A California jury on Thursday ordered business software giant Oracle Corp to pay Hewlett Packard Enterprise Co (HPE) US$3.1 billion for backing off a promise to support data servers powered by Itanium chips.
Oracle said it had acted properly in the situation and that it planned to appeal.
“Two trials have now demonstrated clearly that the Itanium chip was nearing end of life, HP knew it and was actively hiding that fact from its customers,” Oracle general counsel Dorian Daley said in a statement. “Five years ago, Oracle made a software development announcement, which accurately reflected the future of the Itanium microprocessor.”
HPE argued that Oracle breached a contract when it decided in 2011 to stop offering products running on its servers powered by Itanium chips made by Intel Corp.
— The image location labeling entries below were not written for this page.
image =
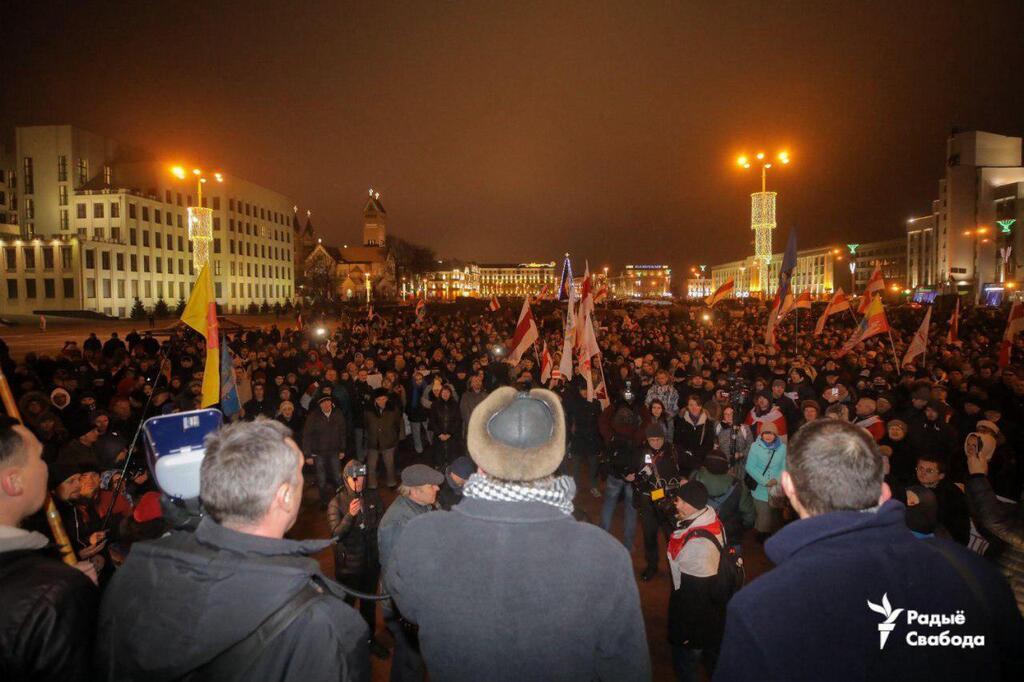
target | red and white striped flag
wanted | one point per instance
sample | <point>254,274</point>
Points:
<point>953,335</point>
<point>1015,325</point>
<point>525,334</point>
<point>839,303</point>
<point>875,286</point>
<point>546,364</point>
<point>919,346</point>
<point>721,293</point>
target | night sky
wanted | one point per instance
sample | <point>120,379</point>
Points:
<point>517,131</point>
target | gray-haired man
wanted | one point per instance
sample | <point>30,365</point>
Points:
<point>181,605</point>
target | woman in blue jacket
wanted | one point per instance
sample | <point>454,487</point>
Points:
<point>765,463</point>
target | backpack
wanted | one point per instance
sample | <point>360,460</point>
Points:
<point>731,573</point>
Oracle said it never believed it had a contract to indefinitely make its software work on Itanium servers, saying that then-Hewlett-Packard Co and Intel stopped developing the systems years ago.
An initial trial four years ago ended with a state court judge ruling that there had been a contract.
The jury decision on Thursday in a California state court in Silicon Valley focused on damages in the case. The verdict requires Oracle to pay US$3.1 billion in damages to HPE for breach of contract and lack of good faith and fair dealing, HPE said.
HPE has maintained that Oracle was out to get customers to switch to servers from Sun Microsystems, which Oracle bought in 2010.
Daley said that Oracle has been making its software available on Itanium servers since that judge’s ruling.